Tech-savvy lender builds LOS, now integrating with Day 1 Certainty
But 400-employee, privately-held Mortgage Network built its own technology to originate, sell, and service loans. It’s an investment in technology that lets the Danvers, MA-based lender design and customize its technology to exactly fit its needs.
How It Started
Mortgage Network started building its own modules around their LOS provider in 2001. And it created data bridges to transfer data between these modules and their LOS. It began this process with the secondary market, building a full hedging and mark-to-market system with its own pricing engine.
It continued to build additional technology modules and bridges over the years. But in 2009, their LOS provider announced it was retiring their legacy platform and migrating users to new technology.
Mortgage Network was unsure how that move would affect its technology. “We had so many modules built around their LOS that we were only using it for taking the application, pulling credit, and running Desktop Underwriter®,” says Carlos Sa, the company’s chief technology officer. “Moving to the new technology would have forced us to give up a number of our modules.”
So instead they built their own LOS.
It turned out to be a good decision, notes Sa. Having proprietary technology has allowed for fast and efficient upgrades based on input from front-end loan officers who communicate with IT directly.

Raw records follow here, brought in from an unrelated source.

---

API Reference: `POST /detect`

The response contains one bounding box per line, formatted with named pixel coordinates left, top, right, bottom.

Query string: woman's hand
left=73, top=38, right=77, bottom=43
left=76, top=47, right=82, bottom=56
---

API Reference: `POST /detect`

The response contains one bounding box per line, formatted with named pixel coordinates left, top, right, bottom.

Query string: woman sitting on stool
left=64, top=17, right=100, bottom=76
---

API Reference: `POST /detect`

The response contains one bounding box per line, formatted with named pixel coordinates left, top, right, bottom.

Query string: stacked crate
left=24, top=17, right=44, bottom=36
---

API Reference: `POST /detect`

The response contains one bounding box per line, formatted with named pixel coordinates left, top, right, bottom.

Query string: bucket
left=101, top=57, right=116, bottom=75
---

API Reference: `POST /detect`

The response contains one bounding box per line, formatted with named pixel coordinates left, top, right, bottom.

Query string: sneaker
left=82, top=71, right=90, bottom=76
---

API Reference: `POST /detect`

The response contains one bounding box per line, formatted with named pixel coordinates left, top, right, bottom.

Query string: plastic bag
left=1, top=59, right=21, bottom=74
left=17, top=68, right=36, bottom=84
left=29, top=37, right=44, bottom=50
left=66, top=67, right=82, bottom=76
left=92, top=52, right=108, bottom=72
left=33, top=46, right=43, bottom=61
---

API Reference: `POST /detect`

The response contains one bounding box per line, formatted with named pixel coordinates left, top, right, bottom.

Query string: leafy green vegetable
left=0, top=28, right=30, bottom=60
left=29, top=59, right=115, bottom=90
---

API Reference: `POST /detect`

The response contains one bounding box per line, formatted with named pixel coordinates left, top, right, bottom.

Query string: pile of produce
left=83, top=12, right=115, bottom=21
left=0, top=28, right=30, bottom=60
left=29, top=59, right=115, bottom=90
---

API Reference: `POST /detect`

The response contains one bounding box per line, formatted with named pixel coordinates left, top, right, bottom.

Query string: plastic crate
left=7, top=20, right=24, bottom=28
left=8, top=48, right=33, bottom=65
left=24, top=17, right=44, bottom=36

Day 1 Certainty Integration
Mortgage Network is currently piloting an online portal. The LOS takes a potential borrower through a series of questions and returns the best available scenario for that particular borrower.
The lender expected the system to be fully operational by the end of March. It is integrating the portal with the Fannie Mae Day 1 Certainty™ offering for asset validation. This integration will allow for asset validation through one of Fannie Mae’s approved asset verification report suppliers.
“Our online LOS portal connects directly to the borrower, whereas other LOSs have the asset and income checked via a back-office feature, after the application is taken,” Sa says.
“When a borrower is on an actual online mortgage portal, they may feel more comfortable to either download their bank statements or type in a password for Mortgage Network to read the statements,” Sa says. “We show the borrower online what we are doing with the information and the applicant can choose what to share or not share with us.”
Of course, Sa is quick to note that developing and updating proprietary technology entails time and expense. Still, he believes the benefits have outweighed the drawbacks.
“We’ve always been very nimble,” Sa says. “We can make any changes we want quickly and can make things exactly the way we want them. There are very few limits in terms of what we can and cannot do.”